Tuesday, September 20, 2011

Big Society in Action

So, the UK government no longer feels it necessary to ensure people have enough food, and hands off responsibility to a charity.

This makes me VERY angry indeed. Someone posted that this is "collapse". But it's nothing of the sort. There is not sense whatsoever that the government can't ensure that there's enough food, distributed fairly enough, that no-one goes hungry. It can simply commit money to bulk buy enough food for the UK in the next year if it wanted to.

That it doesn't is a political decision.

3 comments:

John Powers said...

I'm a bit paranoid about the religious right. The religious fanaticism so rife in American politics must seem hilarious in Britain. Beware!

Food Banks are relatively new, beginning here in the States in the early 70's. As nearly 1/5 are "food insecure" here in the USA food banks have become essential. Yet many involved in organizing food banks intended them as a stop gap measure not a permanent institution.

The Trussell Trust has only been around since 1997. Such an enormous handover to a religious entity of such recent vintage by government raises concern. Especially so because of the special relationship the trust has with Sainsbury's.

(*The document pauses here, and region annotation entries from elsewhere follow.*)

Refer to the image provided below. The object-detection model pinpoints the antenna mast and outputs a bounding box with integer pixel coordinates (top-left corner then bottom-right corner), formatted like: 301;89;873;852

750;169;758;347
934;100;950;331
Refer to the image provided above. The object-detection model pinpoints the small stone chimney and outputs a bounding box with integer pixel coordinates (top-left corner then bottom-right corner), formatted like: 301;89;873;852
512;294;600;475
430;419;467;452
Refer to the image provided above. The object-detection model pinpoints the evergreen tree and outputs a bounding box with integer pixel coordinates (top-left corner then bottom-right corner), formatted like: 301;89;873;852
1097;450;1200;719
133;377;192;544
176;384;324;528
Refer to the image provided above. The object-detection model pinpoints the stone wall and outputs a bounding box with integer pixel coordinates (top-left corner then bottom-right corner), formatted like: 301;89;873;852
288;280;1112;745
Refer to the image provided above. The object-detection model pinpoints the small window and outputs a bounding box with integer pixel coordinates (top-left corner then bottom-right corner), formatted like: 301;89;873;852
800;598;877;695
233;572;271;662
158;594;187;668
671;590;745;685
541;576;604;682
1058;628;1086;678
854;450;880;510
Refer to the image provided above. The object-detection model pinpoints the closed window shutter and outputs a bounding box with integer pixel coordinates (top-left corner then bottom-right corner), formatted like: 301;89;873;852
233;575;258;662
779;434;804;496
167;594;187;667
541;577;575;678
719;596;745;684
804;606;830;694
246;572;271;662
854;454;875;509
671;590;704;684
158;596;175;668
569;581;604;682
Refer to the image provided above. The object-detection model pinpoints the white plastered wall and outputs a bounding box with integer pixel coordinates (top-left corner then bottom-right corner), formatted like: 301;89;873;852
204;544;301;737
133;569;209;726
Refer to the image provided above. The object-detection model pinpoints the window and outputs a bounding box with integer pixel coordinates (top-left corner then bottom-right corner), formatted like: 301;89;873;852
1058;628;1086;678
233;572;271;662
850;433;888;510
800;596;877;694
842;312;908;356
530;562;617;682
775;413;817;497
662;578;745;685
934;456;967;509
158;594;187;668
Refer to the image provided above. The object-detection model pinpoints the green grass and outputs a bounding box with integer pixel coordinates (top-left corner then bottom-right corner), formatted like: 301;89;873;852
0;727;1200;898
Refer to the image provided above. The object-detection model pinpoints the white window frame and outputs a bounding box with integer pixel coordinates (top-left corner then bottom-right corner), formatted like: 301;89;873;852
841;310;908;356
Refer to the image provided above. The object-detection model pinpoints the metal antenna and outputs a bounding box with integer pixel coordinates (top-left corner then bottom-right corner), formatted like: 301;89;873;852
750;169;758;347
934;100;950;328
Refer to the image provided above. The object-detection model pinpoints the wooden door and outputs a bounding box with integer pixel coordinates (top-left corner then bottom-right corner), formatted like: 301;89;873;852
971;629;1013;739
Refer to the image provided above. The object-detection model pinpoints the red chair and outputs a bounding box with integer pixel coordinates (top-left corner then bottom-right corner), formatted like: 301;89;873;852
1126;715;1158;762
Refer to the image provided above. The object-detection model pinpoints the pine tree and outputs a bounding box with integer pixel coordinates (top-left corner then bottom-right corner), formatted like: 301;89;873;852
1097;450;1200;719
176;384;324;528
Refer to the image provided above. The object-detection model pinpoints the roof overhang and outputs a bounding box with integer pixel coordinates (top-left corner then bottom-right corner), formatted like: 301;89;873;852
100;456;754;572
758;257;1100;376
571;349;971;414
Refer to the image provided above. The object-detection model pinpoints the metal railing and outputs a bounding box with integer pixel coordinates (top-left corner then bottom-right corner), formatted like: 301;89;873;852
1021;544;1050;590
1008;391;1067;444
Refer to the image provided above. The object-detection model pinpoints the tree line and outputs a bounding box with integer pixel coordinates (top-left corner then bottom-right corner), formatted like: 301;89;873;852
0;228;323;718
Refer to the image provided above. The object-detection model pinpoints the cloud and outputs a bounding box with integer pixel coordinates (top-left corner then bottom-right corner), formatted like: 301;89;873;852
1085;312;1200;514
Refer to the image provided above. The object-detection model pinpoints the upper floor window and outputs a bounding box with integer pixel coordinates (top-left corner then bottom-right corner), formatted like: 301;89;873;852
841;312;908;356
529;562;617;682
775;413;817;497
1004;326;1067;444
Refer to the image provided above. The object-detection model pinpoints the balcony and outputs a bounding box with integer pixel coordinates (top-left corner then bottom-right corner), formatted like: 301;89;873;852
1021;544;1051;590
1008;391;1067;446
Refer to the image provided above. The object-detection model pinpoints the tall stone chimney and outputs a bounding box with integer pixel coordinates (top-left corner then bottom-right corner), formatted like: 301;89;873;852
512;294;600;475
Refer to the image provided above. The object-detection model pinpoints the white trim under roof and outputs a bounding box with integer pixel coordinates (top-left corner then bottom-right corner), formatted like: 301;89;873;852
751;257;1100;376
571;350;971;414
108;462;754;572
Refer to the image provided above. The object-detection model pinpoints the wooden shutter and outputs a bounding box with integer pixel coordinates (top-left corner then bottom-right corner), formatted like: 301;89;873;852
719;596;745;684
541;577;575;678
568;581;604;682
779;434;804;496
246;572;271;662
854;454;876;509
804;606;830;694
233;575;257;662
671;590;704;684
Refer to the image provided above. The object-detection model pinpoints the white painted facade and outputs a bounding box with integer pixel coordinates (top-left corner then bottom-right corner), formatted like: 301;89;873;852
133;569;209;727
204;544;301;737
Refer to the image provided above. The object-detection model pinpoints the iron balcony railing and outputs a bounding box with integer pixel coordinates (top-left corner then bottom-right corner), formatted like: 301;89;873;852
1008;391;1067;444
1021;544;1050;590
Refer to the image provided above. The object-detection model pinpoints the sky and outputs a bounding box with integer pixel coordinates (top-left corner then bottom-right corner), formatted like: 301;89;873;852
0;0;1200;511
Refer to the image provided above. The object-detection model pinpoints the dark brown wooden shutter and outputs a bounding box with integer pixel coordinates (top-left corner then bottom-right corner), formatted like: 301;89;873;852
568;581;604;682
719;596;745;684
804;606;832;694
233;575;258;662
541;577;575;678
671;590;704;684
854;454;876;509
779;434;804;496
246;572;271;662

The number of quasi-religious groups in the USA with extreme right wing political and corporate connections is extraordinary. So much complexity it's hard to figure out. "The Family" is but one nevertheless Jeff Sharlet's piece in piece in Harpers (2003) provides a glimpse at the model which is used. The model and the organizations can and do cross borders. The "Kill the Gays" bill in Uganda is an example of that.

Composing said...

Good point.

There's a symbiotic relationship between religion and social collapse.

The more that government provided secular safety nets are removed, the more people depend on religions. And for those religions which are themselves profit making businesses, they have an interest in rival safety nets being removed.

John Powers said...

In my lackadaisical searching I've found nothing that rings alarm bells about the Trussell Trust. It does seem alarming that the State is contracting out so much power to such a young religious organization without a political process attached to the decision.

In your Thought Storms tabular chart about NetoCracy you suggest that "conspiracy theories" provide an epistemology for NetoCracy. This Diary at Daily Kos seems quite right in outline. And right about the goal: "A Proto-Fascist (Business run) Government, Union Free Country, Privatized Education, and the End of Social Safety Nets."

I don't understand the networks of power in the UK--for that matter pretty hazy about them here in the USA. For example,Campus Crusade for Christ is on every college campus in the USA, or nearly. It's an important network here, but probably not so in the UK. In many ways it's easier to make connections between identifiable networks in the USA and Bulgaria rather than the UK.

Still, I feel sure that the nexus of the Christofascist--or proto-Christofascist--networks extend to the UK. The religious cloak makes them insidious. Few recognize the corporate capture of government they represent. But I should think from a distance seeing what's happened here might be apparent.